Proxies in Negotiation

Jul 23, 2019

When involved in a divorce negotiation people frequently use terms of the negotiation as proxies for measuring deeper issues and needs that they are afraid to talk about. 

For example, some clients see time with the kids as a proxy of how much they are valued as a parent or how good a parent the other person thinks they are.  Some see the amount of spousal support or the division of marital assets as a proxy for how much their contribution to the marriage was or is valued by their spouse.  

These proxies are ever present.  And they are very tricky. They are tricky because the proxies are often inaccurate, and they are being used differently by each party. 

For example, money may mean acknowledgement of the value of raising kids to one spouse, but not the other.  Time with the kids may represent an acknowledgement of equal parenting skill for one parent, but not have that meaning for the other.  When this is the case and it is not revealed, the parties often are missing the point of what the other is saying. 

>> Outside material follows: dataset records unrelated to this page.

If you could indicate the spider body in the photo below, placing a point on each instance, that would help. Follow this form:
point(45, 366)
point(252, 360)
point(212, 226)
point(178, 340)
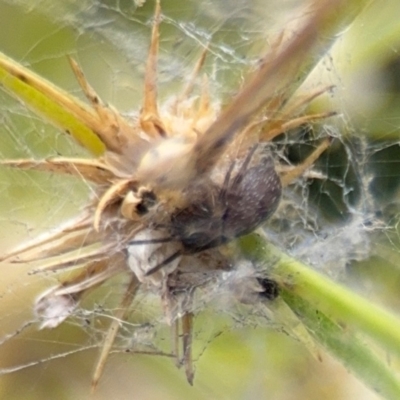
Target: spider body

It becomes easy to see how this creates a lot of the conflict, tension, miscommunication, and misundertanding in a divorce negotiation.  Understanding these proxies is the point of “mining for interests” that collaborative attorneys are trained to discuss with clients.  Good collaborative attorneys can uncover these proxies and then help the clients see them.  One of the tricky parts of divorce or any human conflict is that our proxies often obscure our actual deeper concerns even from ourselves. But once uncovered we can find solutions that address the actual needs, instead of just arguing about the proxies.  This uncovering of proxies and problem solving around underlying needs for both parties may be the heart of what makes a collaborative attorney and the collaborative process different than an adversarial attorney and process. Some collaborative professionals even refer to this process of breaking down these proxies as identifying the “conversation that we’re not having” or the “conversation that we need to have” to highlight that the deeper, obscured, and often unspoken needs of the parties are really driving the conflict, not the surface proxy issues.

Time with the kids is about actual time with the kids, but it is often about other things as well.  Money is about paying the bills, but it is often about other things as well.  We need to understand what those “other things” are, so we can help address them, whether with the concrete things like time and money or with less concrete things like expressions of gratitude, expressions of value as a parent, or acknowledgement of a spouse’s contributions to the life that the family built.  

Sometimes for clients the negotiation of a divorce is actually emotionally about trying to redress the hurtful dynamics of the marriage after the fact. Some clients are trying to “fix” in divorce what they didn’t like about the marriage. In this dynamic, time with kids and money become a means of measuring gratitude, contrition, absolution, forgiveness, recognition, value and many other feelings that the parties do not feel were sufficient in the marriage. 

There is no divorce process that can promise that old hurts from the marriage will be resolved or that all of the deeper needs of the clients will be met.  But, in the intimacy of a divorce negotiation, identifying those proxies and the associated deeper issues is often the only way to remove them as barriers to a successful resolution of a divorce.  Until they are uncovered and addressed, these deeper needs often serve as hidden barriers to resolution. This technique of getting to the heart of the matter instead of misguided arguing about proxies typically makes for more efficient, less drawn out, and therefore less expensive divorce negotiations in the collaborative process. 

If you would rather efficiently address the heart of the matter in your divorce negotiation instead of just arguing about proxies, then consider the collaborative divorce process.